Is “The Never Divorce Stance” really just plain old idolatry?

 She saw that I divorced faithless Israel because of her adultery. But that treacherous sister Judah had no fear, and now she, too, has left me and given herself to prostitution.

-Jeremiah 3:8, NLT

Is the “Never Divorce” stance on marriage really just plain, old idolatry?

Now, before I answer this, I want to be clear I was sympathetic to the camp prior to my own painful divorce from a cheater. That said, I never held this position as it came to matters where adultery was involved.

My pastoral opinion is the “Never Divorce” stance IS idolatry.

God does not treat marriage the same way as these individuals treat marriage. Ending a marriage was always an option in God’s book in dealing with matters of adulterous sin.

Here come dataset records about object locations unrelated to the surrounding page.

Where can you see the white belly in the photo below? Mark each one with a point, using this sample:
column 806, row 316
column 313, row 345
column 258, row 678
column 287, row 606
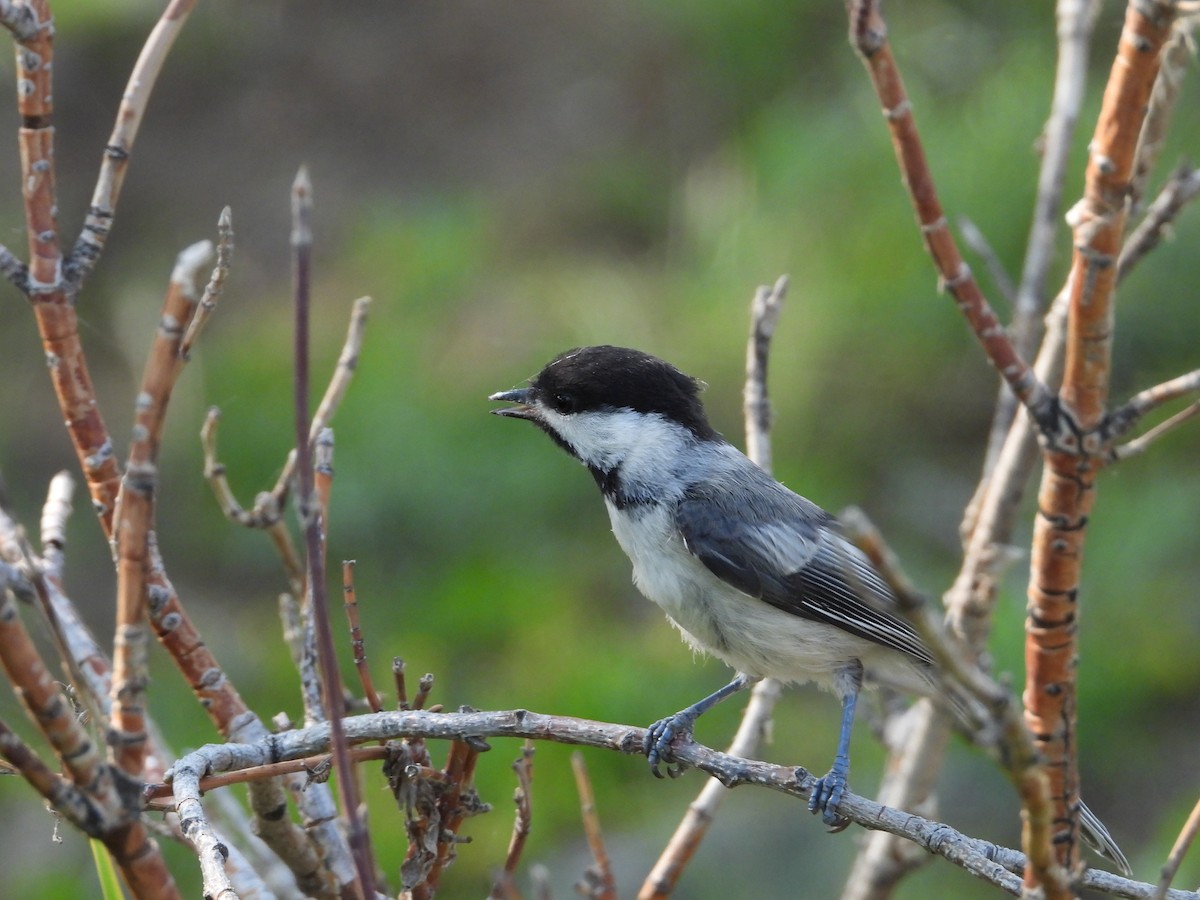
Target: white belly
column 748, row 634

He did not teach the nation of Israel to have adultery victims stay married to the adulterous. Instead, God taught the punishment was death for the adulterous and thereby the ending of the marriage (see Deuteronomy 22:22, Leviticus 20:10).

Marriage was not to be maintained at all costs or under every condition.

I wonder how many faithful spouses have been offered up on the idolatrous altar of “never divorce?” Personally, this is why I believe we see such destruction attached to such a position.

It is idolatry.

The marriage is worshiped over God and God’s clear call for repentance before reconciliation or forgiveness (e.g. Hebrews 10:26-27, Luke 17:3, etc).

So, it should not surprise us when we see the fruits of death associated with the worship of this idol.

God is life, not human marriage.

That said, I do not believe the remedy is the other extreme of divorce at will for any reason. That would be a sinful distortion of marriage as well.

God’s design for marriage was that it would be monogamous and for a lifetime. However, we live in a world of sin that means this ideal is not always achievable.

God recognized the reality of sin and its impact on the marriage institution as well providing the mercy for the victims of adulterous abuse to escape via divorce from the destruction due for the adulterous party (see Matthew 19:9).

*A version of this post ran previously.